Showing posts with label art. Show all posts
Showing posts with label art. Show all posts

Tuesday, 29 June 2010

Fawn in the Flowers

He curls up in the undergrowth, snout to tail, ears alert. His mama has given him splotchy dots all over his tiny body to keep him safe.

When she returns he will leap up with joy, awkward bandy legs splaying out in all directions - a dance of relief.

oil painting by saidthefawn - photograph by Jeff Dyck

Wednesday, 2 June 2010

Seabirds and Scarlet Locks

At the moment I'm stuck right in the middle of revision. It's tedious and hard and I can't wait for it to be all over. I'm also slightly concerned about my attitude towards this period of concentrated study, usually I find it much more easier to get into 'the zone' and get to work. This time, however, I'm so much more easily distracted and I'm finding it difficult to just concentrate and get into my books. A facebook ban should help me on my way, providing I've got the willpower to hold it out...

But it can't all be study, study, study. As always, the creativity bug bites when I'm supposed to be knuckling down to schoolwork, so as of late I've been working on my first ever oil painting. When my grandpa died about ten years ago I inherited all of his art supplies, and since paint lasts a long time - especially oil paint - it's all still useable. During a recent raid of one of my local art shops I found some pre-stretched and primed canvases on sale, and remembering the oil paints gathering dust at the back of my art cupboard.. Well, I couldnt resist.
The reference image is a stunning photograph by *Lightrae on DeviantART, who kindly gave me permission to use it - I can't resist a good puffin! ;) For a first attempt at oils, I'm pleased - though I feel I need to be bolder with the paint since there's so much canvas texture showing through.

Painted puffins aside, I'm feeling the urge to do something bolder with my hair now that I'm (soon to be) free from A-levels. Usually I'm not so bothered about my hair (this much is evident..) However, I've decided that since I'll only be young once then I should rid the desire to dye my hair obnoxious colours well and truly from my system ASAP. Furthermore, I've been missing my lovely long locks ever since I had a moment of lacking sensibility and had them lopped off. So, soon I'll be embarking on a journey of layering, bleaching, colouring and extensions to transform my bonce from this...

...To something very similar to this (Photograph by my lovely friend Felice Fawn!):
Photos will be taken when it's done. I'm nervous, but hopefully my follicles will withstand the bleaching!

Monday, 10 May 2010

Real-life Life art... And Baroness

Look more closely at the hair of the painting in the model. It's real hair. That isnt a painting on canvas, its a painting of a girl in a mac.. On a girl in a mac. Yep! It's model covered in paint; the highlights and shadows turned into lovely acrylic smears so that she looks like she's flat on a canvas.

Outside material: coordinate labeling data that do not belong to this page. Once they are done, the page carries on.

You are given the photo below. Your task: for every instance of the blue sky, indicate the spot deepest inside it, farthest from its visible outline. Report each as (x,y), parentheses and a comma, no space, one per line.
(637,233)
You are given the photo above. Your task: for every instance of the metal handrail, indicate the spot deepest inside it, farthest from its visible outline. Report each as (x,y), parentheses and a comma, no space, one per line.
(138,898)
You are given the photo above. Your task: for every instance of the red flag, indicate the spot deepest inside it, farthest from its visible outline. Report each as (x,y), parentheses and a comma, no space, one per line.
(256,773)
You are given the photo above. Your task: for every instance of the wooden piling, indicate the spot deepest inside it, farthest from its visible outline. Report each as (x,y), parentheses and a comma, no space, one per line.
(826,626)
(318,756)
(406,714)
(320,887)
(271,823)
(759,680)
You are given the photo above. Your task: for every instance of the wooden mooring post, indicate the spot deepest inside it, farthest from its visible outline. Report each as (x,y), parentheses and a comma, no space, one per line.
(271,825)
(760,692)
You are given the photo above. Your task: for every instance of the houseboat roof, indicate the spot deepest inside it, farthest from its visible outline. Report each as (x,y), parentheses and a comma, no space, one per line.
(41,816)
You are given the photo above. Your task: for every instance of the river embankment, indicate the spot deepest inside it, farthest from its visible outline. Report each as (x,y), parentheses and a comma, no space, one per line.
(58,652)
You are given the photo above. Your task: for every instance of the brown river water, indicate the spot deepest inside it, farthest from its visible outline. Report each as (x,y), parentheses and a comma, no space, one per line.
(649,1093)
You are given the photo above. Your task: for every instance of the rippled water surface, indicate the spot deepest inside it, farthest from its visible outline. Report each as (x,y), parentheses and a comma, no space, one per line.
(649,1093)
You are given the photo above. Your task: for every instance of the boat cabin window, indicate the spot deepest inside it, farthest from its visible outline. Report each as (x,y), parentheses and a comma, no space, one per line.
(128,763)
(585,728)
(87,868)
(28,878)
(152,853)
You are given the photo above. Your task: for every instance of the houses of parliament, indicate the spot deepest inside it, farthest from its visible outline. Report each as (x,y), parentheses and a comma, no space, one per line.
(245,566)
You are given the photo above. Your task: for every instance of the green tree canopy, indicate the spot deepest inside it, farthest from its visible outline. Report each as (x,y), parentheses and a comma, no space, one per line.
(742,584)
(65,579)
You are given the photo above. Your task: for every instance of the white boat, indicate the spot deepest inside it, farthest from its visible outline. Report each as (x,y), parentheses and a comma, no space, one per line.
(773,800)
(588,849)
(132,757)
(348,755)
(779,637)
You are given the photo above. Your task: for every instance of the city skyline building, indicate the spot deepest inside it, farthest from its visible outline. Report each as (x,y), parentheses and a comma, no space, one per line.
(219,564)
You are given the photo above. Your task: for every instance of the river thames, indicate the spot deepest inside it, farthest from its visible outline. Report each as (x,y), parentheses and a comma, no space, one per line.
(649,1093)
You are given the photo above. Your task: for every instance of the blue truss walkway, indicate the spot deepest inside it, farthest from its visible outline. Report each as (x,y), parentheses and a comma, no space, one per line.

See more here.
Every time I begin to think that we've run out of ideas, that art is becoming monotonous, artists like Alexa Meade - this talented woman - come up with something so simple yet so impressive and deceptive to the eye. I love it. Whilst many of us look to new technologies to come up with new, original ideas, Meade simply paints what she sees - ON what she's seeing - and the effect really is an odd but interesting one on the brain.
It's always the case that as soon as the exam season begins, my procrastination for art suddenly decides to make itself scarce and I'm all for getting covered in paint and graphite and bits of thread again, or plugging in my Wacom tablet and spending hours hunched over my laptop, scribbling away. Meanwhile, the sad layer of dust on my revision timetable begins to accumulate. Guaranteed, every summer. Try as I might to work the two around each other, I always end up breaking open the acrylics in the afternoon and finally putting my brushes and palette down in the wee hours of the next morning. Recently I've been inspired by the album art of the band Baroness:
The complexity is not in the colour but in the linework, which is also where the shading detail is worked in. The lovely womanly figures are eerie and aloof and surrounded by not so pleasant symbolism. My attention span is far too short to produce something as detailed as this, and besides; with the reminder that I do have exams to study for stuffed somewhere in a recess in my brain, I figured I dont have enough time for putting in great complexity. This is what I produced:
Overall I'm pleased. I figured she'd look better if I gave her unhumanly colours. Grey and washed out red seem to contrast and complement the off-white of her eyeballs nicely (Ha-ha.) The image took perhaps 45 minutes in all, leaving me enough time to contemplate revising, and perhaps admit to exam failure...
But at least I could make it as one of those street artists, right?